In our case, none of the studied baseline covariates (Breslow thickness, tumor extension, presence of ulceration…) influenced survival. Unexpectedly, this agrees with the result of other statistical analysis made in advanced melanoma patient data where the univariate analysis of the gender, age, Breslow thickness, BRAF mutation status and location of primary tumor resulted in no significant association with OS18,19. Still, we find difficult to conclude that these covariates do not influence the survival of melanoma patients because we think that part of the results obtained were influenced by the small number of patients in the dataset and the missing information regarding the covariates of these subjects. Therefore, a better univariate and multivariate baseline covariate analysis is encouraged if more informative datasets are available in the future. Other limitations to highlight regarding this work were that no PK and tumor progression measurements were available for the development of the model. That is why a K-PD approach was used to link the dosing records with a drug effect in an unobserved variable that simulates the disease progression of the patients. This tumor progression was in turn linked to the time course of LDH, MIA and S100B serum concentration dynamics that were produced by a first-order rate constant and cleared at a first-order elimination rate in healthy subjects.

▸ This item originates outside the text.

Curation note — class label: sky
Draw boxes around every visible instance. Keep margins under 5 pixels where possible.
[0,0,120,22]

However, the major obstacle to develop this treatment-biomarker-survival-toxicity framework to monitor clinical response in melanoma was the moderate efficacy of IFN-\(\alpha 2b\) therapy. Although the 1684 ECOG trial probed a significant improvement on the PFS and OS of melanoma patients, subsequent trials showed limited efficacy of this treatment as monotherapy, particularly on the OS of the individuals20. Supplementary Table S1 shows how doubling the dose from the induction or the maintenance phase of the treatment influenced the LDH values, OS and ANC of 1000 simulated individuals for a 1, 2, 5 and 10 year period. The values summarized in this table showed that doubling the dose of the induction or maintenance phases doesn’t have much repercussion in OS due to the low drug effects, but altering the maintenance phase could provoke a lower neutropenia grade. That is the reason why interferon therapy is no longer the standard of care in high risk, resected melanoma in most of the developed countries. Nonetheless, the use of IFN-\(\alpha 2b\) as a plausible option for patients with stage IIB/IIC melanoma and ulcerated primary tumor, and for patients with stage II and III melanoma with ulcerated primary tumor in countries with no access to new drugs, has not been ruled out as indicated recently by Spagnolo et al.21. In addition, the development of new treatments opens the opportunity to reanalyze the utility of these tumor markers as prognostic factors (in fact, LDH has been reported as a clinically significant factor associated with OS under targeted and immune therapies18,19) and to follow-up patients during therapy22 re-using parts of the model built in this work. More importantly, the modelling effort developed here offers an attractive methodology to evaluate not only new treatment alternatives in drug development but also existing ones in the clinic, in order to evaluate safety and efficacy of the therapy, identify predictive factors and biomarkers and finally, perform dosing optimization in order to improve the clinical outcome of the patients.